Two new grants will further BHI research into progeria and pulmonary hypertension:
MRC: Gene-inspired therapy to rescue cardiovascular disease in progeria: awarded to Professor Paolo Maddedu
Hutchinson-Gilford progeria syndrome (HGPS), characterised by a rapidly ageing appearance, is a rare disease caused by an abnormal gene and related protein. Because there is no effective cure, children with HGPS will, on average, die of cardiovascular disease at around 14 years old.
This project proposes a new treatment where a gene – found in people who live a long and healthy life – is transferred to rescue the premature cardiovascular senescence typical of HGPS patients.
Professor Paolo Madeddu’s team has discovered a beneficial variant of the BPIFB4 gene, and shown in animal models that transferring this gene reduces the suffering from a heart attack, diabetes and high blood pressure. Preliminary studies showed that the longevity BPIFB4 mutation can benefit some molecular mechanisms that are dysfunctional in children with HGPS.
Paolo says:
“We will determine the efficacy of BPIFB4 gene therapy in HGPS mice, looking at the treatment’s ability to preserve heart and blood vessel function. In addition, we will investigate the mechanisms underpinning this benefit, using human cells from HGPS patients. If results are positive, we will continue our research confirming the lack of toxicity, defining the best dose and timing of treatment for prolonged benefit and the advantage of adding BPIFB4 therapy to current drugs, in view of obtaining permission for a clinical study in patients.”

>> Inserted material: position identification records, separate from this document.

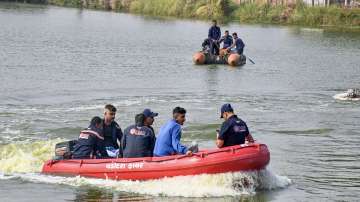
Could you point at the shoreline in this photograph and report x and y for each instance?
(225, 11)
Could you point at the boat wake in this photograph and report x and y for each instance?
(23, 162)
(350, 95)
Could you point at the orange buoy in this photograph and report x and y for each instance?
(199, 58)
(234, 59)
(223, 52)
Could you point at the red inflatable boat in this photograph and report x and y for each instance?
(230, 159)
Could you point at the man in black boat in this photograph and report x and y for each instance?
(227, 40)
(90, 142)
(112, 133)
(234, 131)
(214, 36)
(238, 44)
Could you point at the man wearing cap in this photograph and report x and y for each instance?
(149, 119)
(168, 139)
(214, 35)
(234, 131)
(139, 139)
(112, 132)
(238, 44)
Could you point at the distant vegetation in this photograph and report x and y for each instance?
(226, 10)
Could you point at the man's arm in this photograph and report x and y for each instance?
(249, 138)
(175, 141)
(219, 34)
(221, 134)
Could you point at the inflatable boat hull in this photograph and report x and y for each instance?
(230, 159)
(233, 59)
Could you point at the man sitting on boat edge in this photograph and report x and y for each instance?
(90, 142)
(112, 132)
(238, 44)
(234, 131)
(139, 139)
(168, 139)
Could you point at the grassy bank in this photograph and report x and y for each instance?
(226, 10)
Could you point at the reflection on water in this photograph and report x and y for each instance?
(60, 66)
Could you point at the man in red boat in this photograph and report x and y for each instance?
(139, 139)
(112, 132)
(168, 139)
(90, 142)
(234, 131)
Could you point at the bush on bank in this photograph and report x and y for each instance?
(226, 10)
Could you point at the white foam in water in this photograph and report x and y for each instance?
(24, 161)
(215, 185)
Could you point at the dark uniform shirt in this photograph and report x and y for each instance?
(112, 134)
(214, 33)
(233, 131)
(138, 141)
(90, 144)
(228, 41)
(239, 45)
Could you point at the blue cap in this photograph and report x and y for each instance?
(149, 113)
(226, 108)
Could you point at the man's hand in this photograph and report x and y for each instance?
(188, 153)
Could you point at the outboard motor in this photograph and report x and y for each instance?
(63, 150)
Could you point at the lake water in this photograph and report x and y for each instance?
(60, 66)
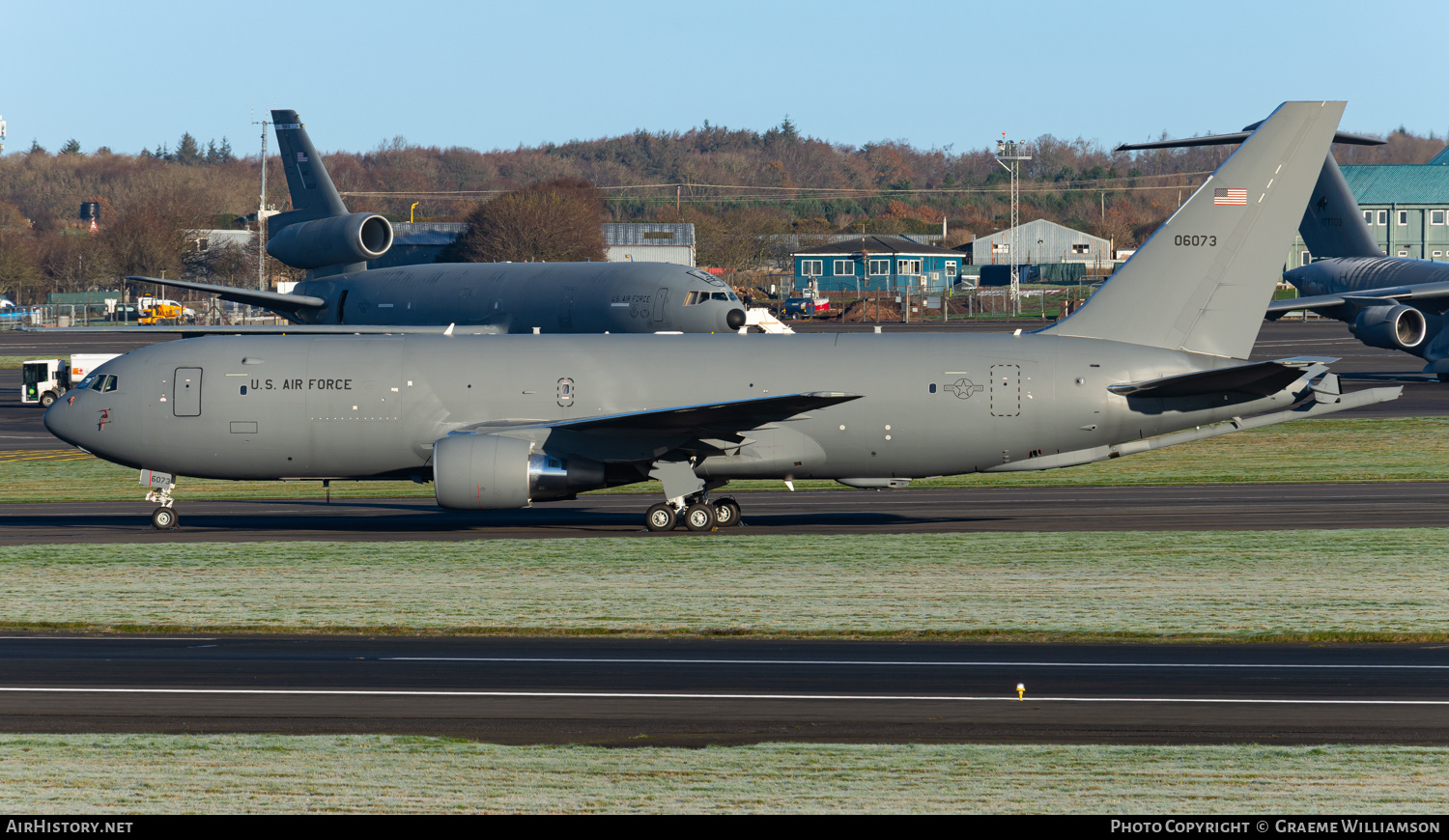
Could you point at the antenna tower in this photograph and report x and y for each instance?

HRUK: Targeting pericytes for halting pulmonary hypertension in infants with CHD: awarded to Professor Paolo Madeddu, Professor Massimo Caputo and Dr Elisa Avolio
Some children are born with a ventricular septal defect: a hole in the wall between the two lower chambers of the heart, where blood can flow across the hole from the left side of the heart to the right. If the defect is not corrected in time, children are likely to develop pulmonary hypertension (high pressure in the blood circulation to the lung).
Surgical correction of the ventricular shunt usually allows the blood pressure in the lungs to return to normal levels. In some cases, however, the pressure may stay higher than normal after surgery.
At least five to 10 per cent of patients with congenital heart disease develop pulmonary arterial hypertension (PAH), which can lead to heart failure. The risk of developing pulmonary hypertension is higher for children living in poor countries and areas of social deprivation, because of the limited access to specialist centres where the cardiac defect can be recognised and corrected before complications arise.
Recent research indicates pericytes – multi-functional cells embedded within the walls of capillaries – could be targeted for the treatment of PAH. Paolo says:
“Our research will investigate why pericytes from children with CHD constrict and block the pulmonary circulation. It will also test a new treatment to reduce the contraction of pulmonary pericytes and prevent pulmonary hypertension occurring.”